Vrienden, de een heeft er twintig, de ander misschien twee. Maar een enorme vriendenschare maakt niet per se gelukkiger dan een enkele goede vriend.
"We weten uit onderzoek dat de kwaliteit van vriendschap belangrijker is dan de kwantiteit", zegt hoogleraar psychologie Paul van Lange in de Volkskrant. "Ieder mens heeft een paar goede vrienden nodig, maar we gaan ons niet veel beter voelen als er meer vrienden bij komen."
Volgens de Griekse filosoof Aristoteles heb je vriendschappen gebaseerd op nut, plezier en op het feit dat je de ander een goed mens vindt. "Met deze vrienden ga je de diepte in en voer je betekenisvolle gesprekken", vertelt filosoof en Denker des Vaderlands Paul van Tongeren. Hij schreef het boek Doodgewone vrienden – Nadenken over vriendschap. "Deze vorm van vriendschap wordt gezien als het meest duurzaam. Een goed mens wordt niet zo snel een slecht mens. Terwijl nut en plezier kwetsbare motivaties zijn om iemands gezelschap op te zoeken. Zodra de dienst niet meer wordt geleverd of het plezier niet meer geboden, wordt de band immers bedreigd."
Toch stelt Van lange dat een vriendschap die gebaseerd is op plezier, omdat je bijvoorbeeld graag samen borrelt of naar feestjes gaat, niet per se minder waard is. "We weten uit onderzoek dat gezamenlijk lachen erg belangrijk wordt gevonden."

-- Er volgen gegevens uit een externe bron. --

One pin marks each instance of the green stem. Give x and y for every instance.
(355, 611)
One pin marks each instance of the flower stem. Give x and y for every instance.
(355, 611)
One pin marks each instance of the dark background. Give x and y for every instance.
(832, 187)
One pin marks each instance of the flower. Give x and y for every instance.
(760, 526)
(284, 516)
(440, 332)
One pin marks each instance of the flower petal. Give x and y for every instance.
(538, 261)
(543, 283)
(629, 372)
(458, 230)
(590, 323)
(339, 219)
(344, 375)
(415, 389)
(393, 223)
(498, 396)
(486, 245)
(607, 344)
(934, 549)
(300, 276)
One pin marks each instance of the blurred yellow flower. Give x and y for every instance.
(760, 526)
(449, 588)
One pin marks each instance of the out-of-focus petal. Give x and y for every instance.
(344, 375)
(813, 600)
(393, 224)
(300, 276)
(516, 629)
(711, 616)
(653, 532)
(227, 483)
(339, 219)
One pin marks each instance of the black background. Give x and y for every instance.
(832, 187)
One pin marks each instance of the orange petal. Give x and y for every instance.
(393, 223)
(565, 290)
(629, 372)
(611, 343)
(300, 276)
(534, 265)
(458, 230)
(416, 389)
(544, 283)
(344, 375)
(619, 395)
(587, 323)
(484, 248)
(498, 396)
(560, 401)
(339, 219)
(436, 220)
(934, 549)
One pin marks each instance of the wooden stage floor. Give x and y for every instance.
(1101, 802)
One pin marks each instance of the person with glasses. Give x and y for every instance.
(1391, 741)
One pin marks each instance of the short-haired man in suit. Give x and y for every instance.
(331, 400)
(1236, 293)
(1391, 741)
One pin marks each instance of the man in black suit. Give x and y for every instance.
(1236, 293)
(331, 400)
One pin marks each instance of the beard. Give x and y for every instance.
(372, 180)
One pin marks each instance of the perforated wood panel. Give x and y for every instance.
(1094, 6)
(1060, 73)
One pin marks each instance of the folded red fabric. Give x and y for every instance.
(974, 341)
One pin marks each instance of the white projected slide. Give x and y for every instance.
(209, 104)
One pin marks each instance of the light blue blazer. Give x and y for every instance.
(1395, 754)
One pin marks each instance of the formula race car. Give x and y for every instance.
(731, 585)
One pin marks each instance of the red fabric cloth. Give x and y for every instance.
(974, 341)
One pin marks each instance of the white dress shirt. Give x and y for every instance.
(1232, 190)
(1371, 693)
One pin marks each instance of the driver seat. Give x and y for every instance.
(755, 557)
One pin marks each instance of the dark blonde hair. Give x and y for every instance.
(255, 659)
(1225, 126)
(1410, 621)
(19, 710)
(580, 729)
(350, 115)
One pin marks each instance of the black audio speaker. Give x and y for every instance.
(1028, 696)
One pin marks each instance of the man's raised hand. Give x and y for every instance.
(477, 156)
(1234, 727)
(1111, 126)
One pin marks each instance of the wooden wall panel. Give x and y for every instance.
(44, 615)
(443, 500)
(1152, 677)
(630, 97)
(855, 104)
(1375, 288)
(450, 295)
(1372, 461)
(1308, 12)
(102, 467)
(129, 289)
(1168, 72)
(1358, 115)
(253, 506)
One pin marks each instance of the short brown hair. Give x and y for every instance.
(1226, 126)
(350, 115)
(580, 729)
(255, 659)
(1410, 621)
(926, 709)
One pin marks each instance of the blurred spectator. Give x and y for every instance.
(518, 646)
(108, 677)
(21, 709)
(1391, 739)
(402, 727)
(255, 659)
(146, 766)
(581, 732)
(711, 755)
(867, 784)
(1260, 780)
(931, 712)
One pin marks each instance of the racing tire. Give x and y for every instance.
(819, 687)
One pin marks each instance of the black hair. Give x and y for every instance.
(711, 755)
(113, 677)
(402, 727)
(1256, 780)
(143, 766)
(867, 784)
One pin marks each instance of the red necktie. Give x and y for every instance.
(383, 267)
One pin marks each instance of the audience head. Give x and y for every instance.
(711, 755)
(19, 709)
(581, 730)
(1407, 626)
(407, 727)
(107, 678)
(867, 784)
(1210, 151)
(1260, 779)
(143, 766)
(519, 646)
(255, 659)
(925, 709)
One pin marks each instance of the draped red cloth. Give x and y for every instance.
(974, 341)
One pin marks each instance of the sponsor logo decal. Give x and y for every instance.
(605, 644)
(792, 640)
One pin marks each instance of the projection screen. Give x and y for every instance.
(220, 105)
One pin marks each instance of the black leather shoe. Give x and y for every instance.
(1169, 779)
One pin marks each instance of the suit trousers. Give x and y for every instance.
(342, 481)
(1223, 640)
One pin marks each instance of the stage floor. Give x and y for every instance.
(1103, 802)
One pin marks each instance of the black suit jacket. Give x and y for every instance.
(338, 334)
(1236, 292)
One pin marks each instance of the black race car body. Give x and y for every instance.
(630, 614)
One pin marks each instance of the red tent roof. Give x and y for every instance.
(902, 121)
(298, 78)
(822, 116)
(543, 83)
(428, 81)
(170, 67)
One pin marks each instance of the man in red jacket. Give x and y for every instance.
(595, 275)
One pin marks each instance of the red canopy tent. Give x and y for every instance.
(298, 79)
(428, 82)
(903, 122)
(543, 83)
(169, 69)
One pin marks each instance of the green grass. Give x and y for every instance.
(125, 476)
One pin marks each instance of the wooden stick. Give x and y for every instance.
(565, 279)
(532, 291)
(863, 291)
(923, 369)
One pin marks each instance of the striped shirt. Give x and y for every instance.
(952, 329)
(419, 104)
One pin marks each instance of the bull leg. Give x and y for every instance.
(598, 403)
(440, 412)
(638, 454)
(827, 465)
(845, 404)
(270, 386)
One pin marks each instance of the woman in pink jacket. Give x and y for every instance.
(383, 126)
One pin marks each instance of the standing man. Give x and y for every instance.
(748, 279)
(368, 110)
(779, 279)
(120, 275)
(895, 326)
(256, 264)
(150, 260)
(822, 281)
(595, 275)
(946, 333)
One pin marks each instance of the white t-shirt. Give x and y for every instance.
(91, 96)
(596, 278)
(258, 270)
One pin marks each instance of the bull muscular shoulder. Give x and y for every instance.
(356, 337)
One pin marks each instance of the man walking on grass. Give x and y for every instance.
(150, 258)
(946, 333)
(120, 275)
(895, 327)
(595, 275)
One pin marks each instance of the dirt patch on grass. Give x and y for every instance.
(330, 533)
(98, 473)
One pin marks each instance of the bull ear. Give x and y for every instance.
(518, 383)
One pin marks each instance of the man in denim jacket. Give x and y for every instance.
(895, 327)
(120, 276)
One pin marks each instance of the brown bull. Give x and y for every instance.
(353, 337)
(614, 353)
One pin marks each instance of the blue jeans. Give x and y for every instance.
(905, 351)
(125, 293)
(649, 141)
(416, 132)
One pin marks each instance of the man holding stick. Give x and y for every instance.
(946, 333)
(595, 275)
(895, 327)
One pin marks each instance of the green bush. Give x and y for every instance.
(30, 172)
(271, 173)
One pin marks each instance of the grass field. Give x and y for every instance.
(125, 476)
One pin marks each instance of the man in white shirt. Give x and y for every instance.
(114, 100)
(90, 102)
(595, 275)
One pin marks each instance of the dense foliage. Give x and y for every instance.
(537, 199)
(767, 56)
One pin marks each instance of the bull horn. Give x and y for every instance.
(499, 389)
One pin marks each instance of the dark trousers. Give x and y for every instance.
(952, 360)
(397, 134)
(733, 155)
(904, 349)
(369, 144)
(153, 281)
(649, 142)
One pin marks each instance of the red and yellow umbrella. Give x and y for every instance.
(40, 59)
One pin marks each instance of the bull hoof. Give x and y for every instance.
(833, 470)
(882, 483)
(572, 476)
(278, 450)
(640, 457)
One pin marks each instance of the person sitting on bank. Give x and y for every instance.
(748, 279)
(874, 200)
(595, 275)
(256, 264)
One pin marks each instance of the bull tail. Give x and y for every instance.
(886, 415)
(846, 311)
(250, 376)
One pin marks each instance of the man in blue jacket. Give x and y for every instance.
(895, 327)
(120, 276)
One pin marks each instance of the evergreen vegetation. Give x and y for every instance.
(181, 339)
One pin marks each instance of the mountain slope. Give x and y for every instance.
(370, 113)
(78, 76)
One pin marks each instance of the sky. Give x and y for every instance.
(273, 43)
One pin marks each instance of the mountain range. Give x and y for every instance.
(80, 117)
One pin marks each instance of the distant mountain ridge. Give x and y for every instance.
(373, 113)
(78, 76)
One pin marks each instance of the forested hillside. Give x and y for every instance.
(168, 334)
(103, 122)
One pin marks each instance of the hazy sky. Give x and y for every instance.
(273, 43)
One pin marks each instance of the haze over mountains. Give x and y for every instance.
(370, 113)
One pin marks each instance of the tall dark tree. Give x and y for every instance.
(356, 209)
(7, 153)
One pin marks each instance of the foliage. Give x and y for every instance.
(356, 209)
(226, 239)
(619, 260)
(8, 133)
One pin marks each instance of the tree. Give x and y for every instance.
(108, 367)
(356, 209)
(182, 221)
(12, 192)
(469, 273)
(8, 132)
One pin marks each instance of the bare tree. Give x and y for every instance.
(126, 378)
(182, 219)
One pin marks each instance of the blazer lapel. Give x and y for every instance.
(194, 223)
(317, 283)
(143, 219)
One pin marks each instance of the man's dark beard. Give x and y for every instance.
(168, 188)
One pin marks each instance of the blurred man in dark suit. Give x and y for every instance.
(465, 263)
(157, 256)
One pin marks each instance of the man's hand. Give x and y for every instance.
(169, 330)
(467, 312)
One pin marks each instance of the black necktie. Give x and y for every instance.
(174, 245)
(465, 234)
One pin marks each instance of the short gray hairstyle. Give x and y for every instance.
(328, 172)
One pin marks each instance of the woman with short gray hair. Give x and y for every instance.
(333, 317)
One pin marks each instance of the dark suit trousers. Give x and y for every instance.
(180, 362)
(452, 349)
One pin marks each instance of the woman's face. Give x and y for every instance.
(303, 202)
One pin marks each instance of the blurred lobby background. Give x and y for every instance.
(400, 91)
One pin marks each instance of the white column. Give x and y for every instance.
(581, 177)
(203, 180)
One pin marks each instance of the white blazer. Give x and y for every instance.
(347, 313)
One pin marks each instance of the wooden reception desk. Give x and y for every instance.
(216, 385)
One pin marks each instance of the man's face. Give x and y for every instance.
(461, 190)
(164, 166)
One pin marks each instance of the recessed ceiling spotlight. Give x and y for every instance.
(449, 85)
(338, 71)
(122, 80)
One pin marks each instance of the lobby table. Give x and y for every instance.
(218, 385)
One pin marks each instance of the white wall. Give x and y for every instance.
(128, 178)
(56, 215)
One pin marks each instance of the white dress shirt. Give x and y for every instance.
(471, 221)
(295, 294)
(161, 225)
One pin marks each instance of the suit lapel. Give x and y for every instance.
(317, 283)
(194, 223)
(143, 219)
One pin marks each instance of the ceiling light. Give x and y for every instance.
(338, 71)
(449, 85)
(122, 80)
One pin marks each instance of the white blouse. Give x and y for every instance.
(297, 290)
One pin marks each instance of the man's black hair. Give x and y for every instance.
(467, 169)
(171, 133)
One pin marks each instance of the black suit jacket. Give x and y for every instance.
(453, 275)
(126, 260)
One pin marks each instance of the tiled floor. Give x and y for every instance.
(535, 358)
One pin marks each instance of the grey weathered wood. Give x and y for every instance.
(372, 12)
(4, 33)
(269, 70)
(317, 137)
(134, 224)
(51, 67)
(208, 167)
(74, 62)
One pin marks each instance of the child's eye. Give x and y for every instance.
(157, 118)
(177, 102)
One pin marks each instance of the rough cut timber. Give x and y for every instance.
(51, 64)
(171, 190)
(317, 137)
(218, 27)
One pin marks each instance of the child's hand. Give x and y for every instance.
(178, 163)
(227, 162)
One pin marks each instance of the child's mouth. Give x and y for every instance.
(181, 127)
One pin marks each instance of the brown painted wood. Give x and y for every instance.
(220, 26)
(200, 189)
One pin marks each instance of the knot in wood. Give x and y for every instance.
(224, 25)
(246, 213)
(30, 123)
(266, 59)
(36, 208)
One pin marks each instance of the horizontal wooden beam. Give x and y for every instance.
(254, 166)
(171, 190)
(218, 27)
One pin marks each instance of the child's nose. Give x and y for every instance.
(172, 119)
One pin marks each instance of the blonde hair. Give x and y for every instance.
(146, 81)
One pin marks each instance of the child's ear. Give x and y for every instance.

Vriendschappen ontstaan bovendien toevalliger dan je denkt. "We raken bevriend met mensen die we op onszelf vinden lijken, qua achtergrond, opleiding en politieke voorkeur", zegt Van Lange. Maar onderzoek toont aan dat nabijheid een belangrijke voorspeller is van vriendschap. "Mensen worden vaker vrienden met de buren naast zich dan met de buren één huis verder. Dat heeft simpelweg te maken met wie je het vaakst tegenkomt."